Here is a small sample I tried:
After creating a pdf with just one line ("Sample" written in RGB=[146,208,80]
), the following program will output:
DeviceRGB
146.115
208.08
80.07
Here's the code:
PDDocument doc = null;
try {
doc = PDDocument.load("C:/Path/To/Pdf/Sample.pdf");
PDFStreamEngine engine = new PDFStreamEngine(ResourceLoader.loadProperties("org/apache/pdfbox/resources/PageDrawer.properties"));
PDPage page = (PDPage)doc.getDocumentCatalog().getAllPages().get(0);
engine.processStream(page, page.findResources(), page.getContents().getStream());
PDGraphicsState graphicState = engine.getGraphicsState();
System.out.println(graphicState.getStrokingColor().getColorSpace().getName());
float colorSpaceValues[] = graphicState.getStrokingColor().getColorSpaceValue();
for (float c : colorSpaceValues) {
System.out.println(c * 255);
}
}
finally {
if (doc != null) {
doc.close();
}
Take a look at PageDrawer.properties
to see how PDF operators are mapped to Java classes.
As I understand it, as PDFStreamEngine
processes a page stream, it sets various variable states depending on what operators it is processing at the moment.

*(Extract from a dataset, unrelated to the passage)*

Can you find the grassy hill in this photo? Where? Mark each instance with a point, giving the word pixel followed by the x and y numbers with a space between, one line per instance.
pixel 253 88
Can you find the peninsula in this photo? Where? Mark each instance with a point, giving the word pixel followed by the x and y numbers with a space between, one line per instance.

So when it hits green text, it will change the PDGraphicsState because it will encounter appropriate operators. So for CS
it calls org.apache.pdfbox.util.operator.SetStrokingColorSpace
as defined by mapping CS=org.apache.pdfbox.util.operator.SetStrokingColorSpace
in the .properties
file. RG
is mapped to org.apache.pdfbox.util.operator.SetStrokingRGBColor
and so on.
In this case, the PDGraphicsState
hasn't changed because the document has just text and the text it has is in just one style. For something more advanced, you would need to extend PDFStreamEngine
(just like PageDrawer
, PDFTextStripper
and other classes do) to do something when color changes. You could also write your own mappings in your own .properties
file.